Protocol Extensions: Custom Methods
Beyond custom transports, MCP’s JSON-RPC foundation lets you add entirely new methods outside the spec. Prefixing them with your company namespace (like com.mycompany/) avoids collisions with future spec additions. This is useful for operational tooling – metrics, health checks, debug endpoints – that your internal clients need but that do not belong in the standard tool/resource model.
// MCP allows custom methods beyond the spec - they are prefixed with your namespace
// Use this for proprietary extensions that are specific to your deployment
// Server side: handle a custom method
server.server.setRequestHandler(
{ method: 'com.mycompany/getServerMetrics' },
async (request) => {
return {
uptime: process.uptime(),
activeSessions: sessionStore.size,
memoryMB: Math.round(process.memoryUsage().heapUsed / 1024 / 1024),
};
}
);
// Client side: call a custom method
const metrics = await client.request(
{ method: 'com.mycompany/getServerMetrics', params: {} },
/* ResultSchema */ undefined
);
One thing to watch out for with custom methods: they are invisible to standard MCP clients. If you add com.mycompany/getServerMetrics, only clients you control will know it exists. Standard MCP clients will not discover or call these methods via listTools, since they are not tools. Use them for internal operational purposes, not for functionality you expect third-party clients to use.
The extensions Capability Field
New in Draft – This feature is in the Draft spec and may be finalised in a future revision.
The Draft specification adds an extensions field to both ClientCapabilities and ServerCapabilities. This provides a standardised place to advertise optional protocol extensions beyond the core spec, replacing the ad-hoc approach of custom methods and namespaced capabilities.

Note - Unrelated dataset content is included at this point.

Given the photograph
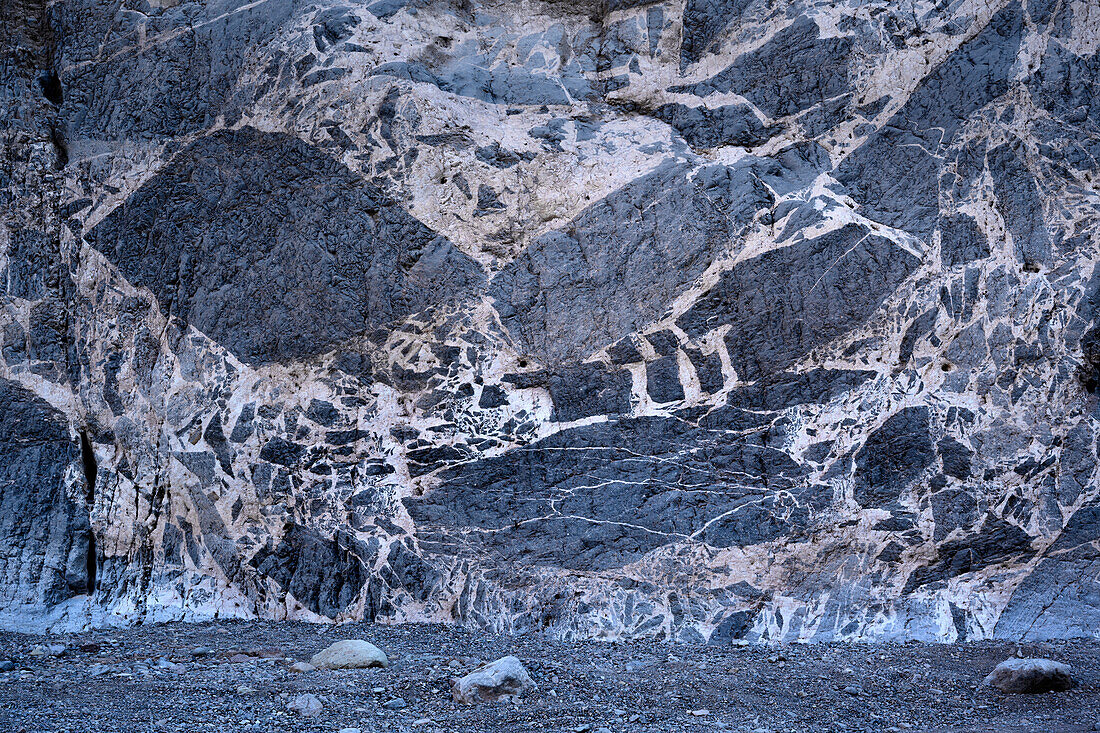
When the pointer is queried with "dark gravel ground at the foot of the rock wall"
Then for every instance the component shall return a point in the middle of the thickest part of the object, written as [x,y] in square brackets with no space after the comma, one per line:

// Server declaring support for a custom extension during initialization
{
capabilities: {
tools: {},
resources: {},
extensions: {
'com.mycompany/streaming-progress': {
version: '1.0.0',
},
'com.mycompany/team-collaboration': {
version: '2.1.0',
},
},
},
}
// Client checking for extension support
const serverCaps = client.getServerCapabilities();
if (serverCaps?.extensions?.['com.mycompany/streaming-progress']) {
// Enable the streaming progress UI
}
The extensions field gives custom methods a discoverable surface. Instead of blindly calling com.mycompany/getServerMetrics and hoping it exists, a client can check capabilities.extensions during initialisation and adapt its behaviour. Namespace your extensions with a reverse-domain prefix (like Java packages) to avoid collisions with future spec additions or other vendors.
What to Build Next
Replace subprocess spawning in your integration tests with the in-process transport. Measure the test speedup.
If you have a browser-based MCP client, implement the WebSocket transport and test it against your existing MCP server with a WebSocket adapter.